Tuesday, October 19, 2010

Harder than you'd think

Getting started in a new place turns out to be harder than I thought. Well, I'm not sure I can characterize my process as being very full of "thought." Mid-May 2010 we decided to move from Utah to Germany. July 28 we vacated our house of seven years. August 25 I arrived in my new hometown of Flein, near Heilbronn. September 13 all our stuff arrived.

Today, October 19 (a Tuesday), I am typing at my actual desk. Sam, the cat, is seated on the desk to my right, atop my journal book. Simon (the other cat) is tucked into a ball on the sofa behind me. We're all three pretty quiet, except for the clatter of my keyboard.

The large tree out back has lost half its red-brown leaves. A second tree, a hairy-looking weeping sort, has skinny finger-like leaves that are turning yellow. Still plenty to come for the rake. Grey skies and a nippy wind. It occurred to me this morning that it's time to turn on the heat in our apartment.

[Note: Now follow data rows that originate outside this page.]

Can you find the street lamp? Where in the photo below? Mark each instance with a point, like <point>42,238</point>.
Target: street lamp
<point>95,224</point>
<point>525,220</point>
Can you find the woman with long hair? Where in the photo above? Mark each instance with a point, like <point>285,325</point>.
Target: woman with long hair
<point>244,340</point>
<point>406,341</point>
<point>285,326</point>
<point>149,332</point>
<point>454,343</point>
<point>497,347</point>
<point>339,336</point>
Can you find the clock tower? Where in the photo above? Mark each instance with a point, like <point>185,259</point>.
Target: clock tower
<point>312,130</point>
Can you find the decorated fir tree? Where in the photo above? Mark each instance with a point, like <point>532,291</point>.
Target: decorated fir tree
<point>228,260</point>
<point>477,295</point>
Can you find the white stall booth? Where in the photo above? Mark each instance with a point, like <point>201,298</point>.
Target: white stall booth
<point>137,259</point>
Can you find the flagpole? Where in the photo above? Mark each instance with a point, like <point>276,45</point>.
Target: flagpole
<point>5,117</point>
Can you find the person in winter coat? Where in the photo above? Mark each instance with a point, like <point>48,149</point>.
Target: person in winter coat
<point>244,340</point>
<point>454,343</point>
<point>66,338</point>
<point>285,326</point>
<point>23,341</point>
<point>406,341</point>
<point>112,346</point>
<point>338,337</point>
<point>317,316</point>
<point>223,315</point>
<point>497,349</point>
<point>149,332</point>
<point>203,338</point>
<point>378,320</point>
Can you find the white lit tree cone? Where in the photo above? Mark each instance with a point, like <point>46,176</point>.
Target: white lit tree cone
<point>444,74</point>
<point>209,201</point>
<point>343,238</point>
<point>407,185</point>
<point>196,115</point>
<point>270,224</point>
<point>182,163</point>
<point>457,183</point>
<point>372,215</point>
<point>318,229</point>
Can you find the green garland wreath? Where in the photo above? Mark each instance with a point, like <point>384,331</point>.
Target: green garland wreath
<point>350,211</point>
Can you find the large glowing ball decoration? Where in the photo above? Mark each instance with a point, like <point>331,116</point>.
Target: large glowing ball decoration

As noted in my post of 28 September, I did indeed return to the nearby vineyards to help with this year's grape harvest. I lost count, but I think I was present for eight days all together. Now I have sore muscles from unpacking and hefting boxes, from raking, and from bending over and snipping at grape vines. Which I can feel while typing. Hence the brevity of today's post.

I imagined when I set this blog up about three weeks ago that I was more or less ready to write on a regular basis. What I misestimated is the impact of upheaval on my ability to keep track of the days as they go by and to find the stillness I need to put words on the page.

Currently reading Facing Unpleasant Facts: Narrative Essays by George Orwell (collected and edited by George Packer). What a master of the essay form. I'm inspired to return to 1984, which I have not read since high school. And I am old enough to have read it before the actual year arrived. I first encountered Orwell's essays in writing workshops, most memorably at the 2008 Wesleyan Writers Conference in a workshop with Katha Pollit. Orwell's most commonly referenced essays come from his time in India and Burma: "A Hanging" (1931) and "Shooting an Elephant" (1936). Both offer a compelling mix of narrative flow and incisive commentary.

In "The Case for the Open Fire" (8 December 1945), Orwell asserts that, in spite of technological progress in heating systems, society would benefit from keeping the open coal fire. He describes a family near the fire: a necessary closeness to the fire creates closeness among those gathered there. "[T]he survival of the family as an institution may be more dependent on it than we realise" (190).
Then there is the fascination, inexhaustible  to a child, of the fire itself. A fire is never the same for two minutes together, you can look into the red heart of the coals and see caverns or faces or salamanders, according to your imagination: you can even, if your parents will let you, amuse yourself by heating the poker red-hot and bending it between the bars, or sprinkling salt on the flames to turn them green. (190)
 . . . It is quite true that [a fire] is wasteful, messy and the cause of avoidable work: all the same things could be said with equal truth of a baby. . . . (191)
. . . [I]magine the dreariness of spending Christmas evening in sitting . . . round a gilded radiator! (192)
So, here I sit at a desk in Germany with the heat on for the first time. The radiator gives off a smell of burnt dust, one of the many unfamiliar smells to get used to in a new home. This particular smell, like the plentiful rotting apples along the bike paths of Flein, is seasonal.